# Happy Halloween Birthday, Spooky1!



## RoxyBlue (Oct 6, 2008)

Have a wonderful Halloweeny birthday and many, many more, babe


----------



## Goblin (Jun 3, 2009)

Happy Birthday Spooky1. May you have as many as me and more!


----------



## Dixie (Feb 18, 2009)

Happiest of birthdays to you Spooky..... thank you for all of the inspiration you and Roxy give us all year, and I hope that your birthday is filled with lots of special things just for YOU!


----------



## Spooklights (Jul 4, 2006)

Happy Birthday, Spooky! Did you get more shark pants? 
(I'm so jealous....birthday on Halloween....)


----------



## dynoflyer (Oct 8, 2006)




----------



## Evil Queen (Mar 8, 2008)




----------



## Night Watchman (Aug 15, 2009)

Happy Birthday Spooky!!!:smoking:


----------



## madmomma (Jul 1, 2009)

Happy birthday spooky 1!


----------



## slightlymad (May 25, 2006)

Happy Happy Horror day


----------



## Wildcat (Nov 3, 2007)

Happy Birthday Spooky1. Hope it was a good one.


----------



## beelce (Jul 21, 2007)

Spooky...I hope you had a GREAT DAY dude!!!!


----------



## Spooky1 (Aug 25, 2008)

Thanks all, it's been a busy day getting everything setup and then taken down. It was a good day (lots of TOTs and they seemed to like the yardhaunt). Roxy and I are off Monday so we can go out for a birthday dinner then.


----------



## Bone Dancer (Oct 7, 2005)

Ahhhhh, Halloween sales shopping and birthday dinner, it can't get better then that.
Happy Birthday


----------



## morbidmike (Sep 11, 2009)

happy birthday Spooky1 I wish you many more haunting B-days


----------



## Johnny Thunder (Feb 24, 2006)




----------



## fick209 (Aug 31, 2009)

Happy Birthday, Spooky1!!!


----------



## Dark Angel 27 (Sep 11, 2008)

*Happy belated birthday spooky1*


----------



## Frighteners Entertainment (Jan 24, 2006)
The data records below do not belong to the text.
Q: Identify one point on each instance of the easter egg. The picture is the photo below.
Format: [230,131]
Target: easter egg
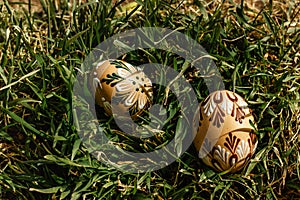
[119,84]
[225,138]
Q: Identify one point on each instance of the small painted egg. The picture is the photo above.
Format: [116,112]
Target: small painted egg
[118,83]
[225,139]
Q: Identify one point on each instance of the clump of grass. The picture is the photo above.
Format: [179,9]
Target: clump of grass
[257,53]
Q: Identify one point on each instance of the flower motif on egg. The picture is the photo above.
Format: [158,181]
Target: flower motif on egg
[225,137]
[126,87]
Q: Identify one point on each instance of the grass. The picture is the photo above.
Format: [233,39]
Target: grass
[257,54]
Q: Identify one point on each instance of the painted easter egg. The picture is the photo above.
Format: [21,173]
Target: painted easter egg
[225,139]
[119,84]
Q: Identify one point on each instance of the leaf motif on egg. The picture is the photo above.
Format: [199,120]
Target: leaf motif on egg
[225,138]
[126,87]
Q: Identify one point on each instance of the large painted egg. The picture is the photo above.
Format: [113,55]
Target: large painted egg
[225,139]
[121,88]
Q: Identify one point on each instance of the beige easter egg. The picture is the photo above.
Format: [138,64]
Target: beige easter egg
[119,84]
[225,139]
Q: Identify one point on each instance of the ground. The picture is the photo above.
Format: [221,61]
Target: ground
[255,46]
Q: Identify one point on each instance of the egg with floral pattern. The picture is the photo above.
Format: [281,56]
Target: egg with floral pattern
[119,84]
[225,138]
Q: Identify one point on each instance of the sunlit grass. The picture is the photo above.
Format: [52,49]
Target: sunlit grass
[257,54]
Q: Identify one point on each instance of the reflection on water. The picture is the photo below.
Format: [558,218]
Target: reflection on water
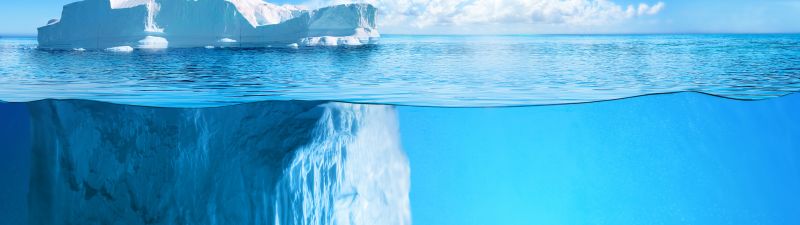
[414,70]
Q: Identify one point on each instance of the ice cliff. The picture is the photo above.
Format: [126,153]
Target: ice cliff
[259,163]
[155,24]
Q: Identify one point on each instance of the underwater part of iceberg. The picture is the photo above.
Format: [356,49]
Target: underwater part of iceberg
[149,24]
[287,162]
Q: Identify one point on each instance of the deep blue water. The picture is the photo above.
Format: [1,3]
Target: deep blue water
[512,152]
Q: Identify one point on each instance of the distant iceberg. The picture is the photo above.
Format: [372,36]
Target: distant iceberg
[158,24]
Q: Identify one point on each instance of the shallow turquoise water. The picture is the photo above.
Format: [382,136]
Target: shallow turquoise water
[680,158]
[415,70]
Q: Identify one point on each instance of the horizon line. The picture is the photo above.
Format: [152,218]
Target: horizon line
[3,35]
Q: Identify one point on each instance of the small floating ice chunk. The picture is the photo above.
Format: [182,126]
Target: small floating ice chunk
[227,40]
[153,42]
[120,49]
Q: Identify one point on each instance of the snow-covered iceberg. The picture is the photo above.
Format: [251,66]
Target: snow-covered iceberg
[283,162]
[155,24]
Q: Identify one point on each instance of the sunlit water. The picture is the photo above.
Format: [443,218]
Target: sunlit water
[414,70]
[682,158]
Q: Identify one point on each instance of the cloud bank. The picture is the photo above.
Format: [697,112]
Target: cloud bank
[424,13]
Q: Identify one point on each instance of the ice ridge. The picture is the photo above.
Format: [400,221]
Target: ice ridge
[298,163]
[108,24]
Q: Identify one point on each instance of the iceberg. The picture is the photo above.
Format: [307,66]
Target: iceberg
[279,162]
[158,24]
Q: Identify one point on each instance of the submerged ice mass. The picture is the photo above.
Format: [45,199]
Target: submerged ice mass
[155,24]
[283,162]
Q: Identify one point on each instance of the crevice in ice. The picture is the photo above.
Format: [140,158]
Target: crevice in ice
[290,163]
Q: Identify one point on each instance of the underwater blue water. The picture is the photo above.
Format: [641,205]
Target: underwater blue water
[511,152]
[414,70]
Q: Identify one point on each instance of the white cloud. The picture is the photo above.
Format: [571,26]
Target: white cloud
[423,13]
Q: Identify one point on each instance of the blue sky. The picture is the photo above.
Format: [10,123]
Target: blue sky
[520,16]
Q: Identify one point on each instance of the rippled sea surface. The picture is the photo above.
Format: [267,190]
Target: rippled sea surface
[461,71]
Sorry I missed giving the wish...does sound like Rox took good care of you


----------



## Hauntiholik (May 17, 2006)

Happy belated birthday Spooky1!


----------



## smileyface4u23 (Apr 1, 2008)

Happy belated Birthday!!


----------



## Death's Door (Mar 22, 2006)

Happy Birthday Spooky1!!!!!!!!!!!


----------



## randomr8 (Oct 24, 2009)

happy b-day!


----------



## kevin242 (Sep 30, 2005)

Happy Birthday, Spooky1!


----------



## sharpobject (May 7, 2008)

Happy Belated Birthday !!


----------